G. Bagheri Moghaddam

Yazarın Tüm Yazıları >

İran'ın yeni öneri paketi

05 Haziran 2008 Perşembe 04:22A+A-

Birleşmiş Milletler Örgütü'nün kurucu devletlerinden biri olan İran İslam Cumhuriyeti, sahip olduğu inançlar ve uluslararası yükümlülükler açısından dünya barışı ve güvenliğinin korunmasında devletlerin uluslararası sorumluluğuna oldukça vâkıf bir ülke olarak, ülkeler arasındaki anlaşmazlıkların adalet ve tüm dünya uluslarının yasal isteklerine karşı saygı duymak esasına göre barışçıl bir şekilde çözümlenmesini; başta, sınır ötesi güçlerin müdahalesinden bıkmış Ortadoğu bölgesi olmak üzere dünyada kalıcı bir barışın en köklü temeli olarak görmektedir.

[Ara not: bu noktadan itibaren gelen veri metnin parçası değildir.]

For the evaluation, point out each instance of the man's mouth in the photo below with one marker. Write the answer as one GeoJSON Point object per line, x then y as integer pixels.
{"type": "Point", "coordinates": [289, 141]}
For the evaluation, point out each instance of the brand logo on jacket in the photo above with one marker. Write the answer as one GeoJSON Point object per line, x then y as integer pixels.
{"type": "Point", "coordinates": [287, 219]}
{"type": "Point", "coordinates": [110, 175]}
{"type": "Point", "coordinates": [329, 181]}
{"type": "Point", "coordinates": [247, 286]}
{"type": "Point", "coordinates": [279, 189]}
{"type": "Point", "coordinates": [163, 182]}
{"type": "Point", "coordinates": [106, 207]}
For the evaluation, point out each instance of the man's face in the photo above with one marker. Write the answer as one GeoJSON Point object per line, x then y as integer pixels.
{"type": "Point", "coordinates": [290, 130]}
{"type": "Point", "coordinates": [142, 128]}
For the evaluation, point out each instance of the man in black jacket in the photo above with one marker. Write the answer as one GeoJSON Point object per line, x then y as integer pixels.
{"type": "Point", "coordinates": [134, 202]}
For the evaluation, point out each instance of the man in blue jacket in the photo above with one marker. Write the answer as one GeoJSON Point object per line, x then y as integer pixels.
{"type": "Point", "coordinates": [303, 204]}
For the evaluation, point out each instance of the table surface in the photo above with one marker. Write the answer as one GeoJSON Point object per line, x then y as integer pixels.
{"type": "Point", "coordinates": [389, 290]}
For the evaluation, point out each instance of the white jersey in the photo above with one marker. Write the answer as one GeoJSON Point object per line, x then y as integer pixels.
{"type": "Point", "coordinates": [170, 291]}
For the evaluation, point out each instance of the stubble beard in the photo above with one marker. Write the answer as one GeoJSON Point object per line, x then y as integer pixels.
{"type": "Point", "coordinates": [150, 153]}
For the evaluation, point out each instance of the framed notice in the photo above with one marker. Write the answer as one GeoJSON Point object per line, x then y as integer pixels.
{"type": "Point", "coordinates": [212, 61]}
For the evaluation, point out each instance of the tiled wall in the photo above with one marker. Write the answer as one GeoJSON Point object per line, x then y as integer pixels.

Biz, insanlık tarihinin en eski medeniyetlerinin mirasçıları olan yüce ve asil Ortadoğu halklarının, sadece kendi bölgesindeki kargaşa ve gerginlikleri gidermede değil belki bin yıllık devlet tecrübesine ve zengin düşünce birikimine dayanarak dünyanın diğer bölgelerinde de istikrar ve adaletin sağlanmasına katılım sağlayacak güçte olduğuna inanıyoruz.

Bölgemizdeki ülkeler halihazırda, sahip oldukları genç insan gücü ve günün bilim ve teknolojik donanımı ile yukarıda belirttiğimiz görevi yerine getirmede kendine yeterince güven duymaktadır.

Son birkaç yılda Ortadoğu'da yaşanan gerginlikler de şunu kanıtlamaktadır ki krizlerin giderilmesi ve bölgede istikrarın sağlanması konusunda fedakârlık gösterebilecek olanlar sadece bölgenin asil devletleridir. Varlıklarının meşruluğunu kriz ve anlaşmazlıkların sürmesinde görenlerin ise Ortadoğu halkına asla yardımı olmayacaktır. Bugüne kadar Ortadoğu halkına yardımcı olmadıkları gibi bölgemizi krizden krize sokan bu zihniyetin sahipleri ne zaman bir ülkenin, bir sorunun kökünü kazımak amacında olduğunu görseler dolaylı ya da dolaysız yollardan buna engel olmakta ve sorunun devam etmesini istemektedirler.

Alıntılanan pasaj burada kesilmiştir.